Kajian dari Pickl dan tim ini melengkapi sejumlah kajian sebelumnya terkait gejala Covid-19. Seperti dipetakan oleh covid.joinzoe.com dengan menggunakan data kesehatan dari 4 juta orang pengguna aplikasi, para ilmuwan di Inggris memetakan adanyai enam subtipe gejala Covid-19, yang sebagian besar bersesuian dengan kajian Pickl ini. Hanya saja, data dari covid.joinzoe.com ini menambahkan, muntah, diare, dan kram perut bisa menjadi tanda infeksi virus korona pada anak-anak.
Jejak di darah
Dalam kajian di jurnal Alergy ini, para ilmuwan juga menemukan bahwa Covid-19 dapat meninggalkan perubahan lama yang dapat dideteksi dalam darah pasien yang sembuh, sangat mirip dengan sidik jari. Misalnya, jumlah granulosit, yang bertanggung jawab dalam sistem kekebalan untuk melawan bakteri patogen, pada orang yang sembuh dari Covid-19 secara signifikan lebih rendah dari biasanya.
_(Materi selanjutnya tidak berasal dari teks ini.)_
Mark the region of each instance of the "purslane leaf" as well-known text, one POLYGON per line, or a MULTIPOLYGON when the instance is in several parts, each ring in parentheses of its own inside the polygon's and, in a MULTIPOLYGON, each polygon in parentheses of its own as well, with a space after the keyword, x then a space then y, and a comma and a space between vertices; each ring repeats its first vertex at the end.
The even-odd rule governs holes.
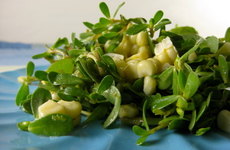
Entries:
POLYGON ((101 2, 99 4, 101 12, 105 15, 105 17, 110 18, 110 12, 107 4, 105 2, 101 2))

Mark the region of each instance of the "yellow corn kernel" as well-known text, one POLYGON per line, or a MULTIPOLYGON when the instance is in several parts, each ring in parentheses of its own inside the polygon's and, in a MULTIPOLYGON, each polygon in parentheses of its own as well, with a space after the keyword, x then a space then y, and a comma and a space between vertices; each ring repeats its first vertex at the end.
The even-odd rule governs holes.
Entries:
POLYGON ((129 36, 129 41, 134 45, 136 44, 136 39, 137 39, 137 34, 135 35, 130 35, 129 36))
POLYGON ((120 111, 119 111, 119 118, 133 118, 136 115, 138 115, 139 110, 137 106, 134 103, 130 103, 127 105, 121 105, 120 111))
POLYGON ((141 59, 134 59, 127 62, 127 67, 124 69, 125 77, 128 80, 133 80, 138 78, 137 64, 141 59))
POLYGON ((151 51, 150 51, 148 46, 141 46, 138 49, 137 55, 142 59, 147 59, 147 58, 152 56, 152 53, 151 53, 151 51))
POLYGON ((161 65, 161 62, 158 59, 152 57, 152 58, 148 58, 147 60, 152 61, 153 64, 156 65, 158 74, 162 72, 162 70, 161 70, 162 65, 161 65))
POLYGON ((157 80, 155 78, 152 78, 150 76, 144 77, 144 87, 143 87, 143 92, 145 95, 152 95, 157 86, 157 80))
POLYGON ((154 58, 159 60, 162 65, 165 64, 165 63, 169 63, 169 64, 172 63, 172 61, 169 58, 168 54, 165 53, 165 52, 161 53, 160 55, 155 55, 154 58))
POLYGON ((136 43, 138 46, 148 45, 147 32, 141 31, 137 34, 136 43))
POLYGON ((138 53, 138 50, 139 50, 139 46, 137 44, 134 44, 130 50, 130 55, 135 55, 138 53))
POLYGON ((126 62, 124 61, 124 56, 116 53, 106 53, 105 55, 108 55, 113 59, 117 67, 118 73, 120 74, 121 77, 124 77, 125 76, 124 69, 127 66, 126 62))
POLYGON ((58 103, 54 102, 53 100, 48 100, 47 102, 43 103, 38 107, 38 116, 39 118, 47 116, 49 114, 66 114, 67 111, 64 106, 59 105, 58 103))
POLYGON ((123 43, 122 43, 122 49, 123 49, 123 51, 126 52, 127 56, 130 55, 131 48, 132 48, 132 44, 130 43, 129 40, 123 41, 123 43))
POLYGON ((67 115, 71 116, 72 119, 77 118, 81 114, 82 106, 78 101, 60 100, 57 103, 65 107, 67 115))
POLYGON ((137 64, 139 78, 152 76, 157 73, 157 66, 151 60, 142 60, 137 64))
POLYGON ((138 53, 135 55, 132 55, 131 57, 127 58, 126 61, 130 61, 133 59, 147 59, 151 57, 151 52, 148 46, 141 46, 138 49, 138 53))

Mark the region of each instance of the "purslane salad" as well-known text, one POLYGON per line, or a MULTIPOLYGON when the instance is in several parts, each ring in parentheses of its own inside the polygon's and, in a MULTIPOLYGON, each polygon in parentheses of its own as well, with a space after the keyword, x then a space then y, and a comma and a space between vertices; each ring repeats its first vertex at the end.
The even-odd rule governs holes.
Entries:
POLYGON ((19 129, 62 136, 79 124, 119 121, 140 136, 138 145, 165 128, 230 133, 230 28, 223 38, 203 38, 190 26, 166 30, 171 21, 161 10, 149 20, 115 19, 123 5, 112 16, 100 3, 104 17, 83 22, 86 32, 32 56, 50 66, 34 71, 28 62, 27 76, 18 77, 16 105, 34 116, 19 129))

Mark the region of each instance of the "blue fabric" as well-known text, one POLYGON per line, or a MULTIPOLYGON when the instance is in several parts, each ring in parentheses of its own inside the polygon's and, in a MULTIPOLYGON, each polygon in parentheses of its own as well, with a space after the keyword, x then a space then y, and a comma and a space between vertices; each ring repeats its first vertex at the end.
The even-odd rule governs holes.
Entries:
POLYGON ((45 59, 32 59, 33 55, 46 51, 45 44, 26 44, 0 41, 0 66, 26 65, 33 61, 35 65, 48 65, 45 59))

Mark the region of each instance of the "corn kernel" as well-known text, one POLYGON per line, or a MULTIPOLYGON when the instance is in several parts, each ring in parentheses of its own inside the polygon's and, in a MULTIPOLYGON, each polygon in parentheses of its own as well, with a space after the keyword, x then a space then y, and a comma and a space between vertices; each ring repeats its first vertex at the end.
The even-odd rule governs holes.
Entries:
POLYGON ((137 64, 141 59, 134 59, 127 62, 127 67, 125 68, 125 76, 128 80, 133 80, 138 78, 137 64))
POLYGON ((142 60, 137 64, 139 78, 152 76, 157 73, 157 67, 151 60, 142 60))
POLYGON ((77 118, 81 114, 81 103, 78 101, 64 101, 60 100, 57 102, 66 109, 67 115, 71 116, 73 119, 77 118))
POLYGON ((147 60, 152 61, 153 64, 157 67, 157 73, 158 74, 162 72, 162 70, 161 70, 162 65, 161 65, 161 62, 158 59, 152 57, 152 58, 148 58, 147 60))
POLYGON ((136 39, 137 39, 137 34, 135 35, 130 35, 129 36, 129 41, 134 45, 136 44, 136 39))
POLYGON ((139 46, 137 44, 134 44, 130 50, 130 55, 135 55, 138 53, 138 50, 139 50, 139 46))
POLYGON ((157 80, 155 78, 152 78, 150 76, 144 77, 144 87, 143 87, 143 92, 145 95, 152 95, 157 86, 157 80))
POLYGON ((48 100, 47 102, 43 103, 38 107, 38 116, 39 118, 47 116, 49 114, 66 114, 67 111, 64 106, 59 105, 58 103, 54 102, 53 100, 48 100))

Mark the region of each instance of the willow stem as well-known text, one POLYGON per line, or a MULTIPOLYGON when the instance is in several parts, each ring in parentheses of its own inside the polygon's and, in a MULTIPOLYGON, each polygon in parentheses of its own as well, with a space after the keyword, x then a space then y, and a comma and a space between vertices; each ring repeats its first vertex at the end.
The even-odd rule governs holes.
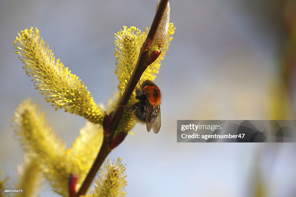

Pickl menjelaskan, pada orang yang pernah terinfeksi Covid-19, kompartemen sel T CD4 dan CD8 mengembangkan sel memori dan sel T CD8 tetap aktif dengan kuat. Ini menunjukkan bahwa sistem kekebalan masih secara intensif menangani penyakit beberapa minggu setelah infeksi awal.
”Pada saat yang sama, sel pengatur sangat berkurang dan itu mungkin kombinasi yang berbahaya, yang dapat menyebabkan autoimunitas,” katanya.
Dari penelitian ini ditemukan, peningkatan tingkat sel kekebalan penghasil antibodi terdeteksi dalam darah pasien yang sembuh, semakin tinggi demam pasien yang terkena selama perjalanan penyakit ringan, semakin tinggi tingkat antibodi terhadap virus.
”Temuan ini berkontribusi pada pemahaman yang lebih baik tentang penyakit ini dan membantu kami dalam pengembangan vaksin potensial karena kami sekarang memiliki akses ke biomarker yang menjanjikan dan dapat melakukan pemantauan yang lebih baik,” demikian laporan kajian ini.
Selain itu, penelitian tersebut menunjukkan bahwa sistem kekebalan manusia menjadi berlipat ganda saat bertahan melawan Covid-19 dengan aksi gabungan sel kekebalan dan antibodi. Sel juga mampu menghafal ”gerakan” tertentu dari virus dan meresponnya.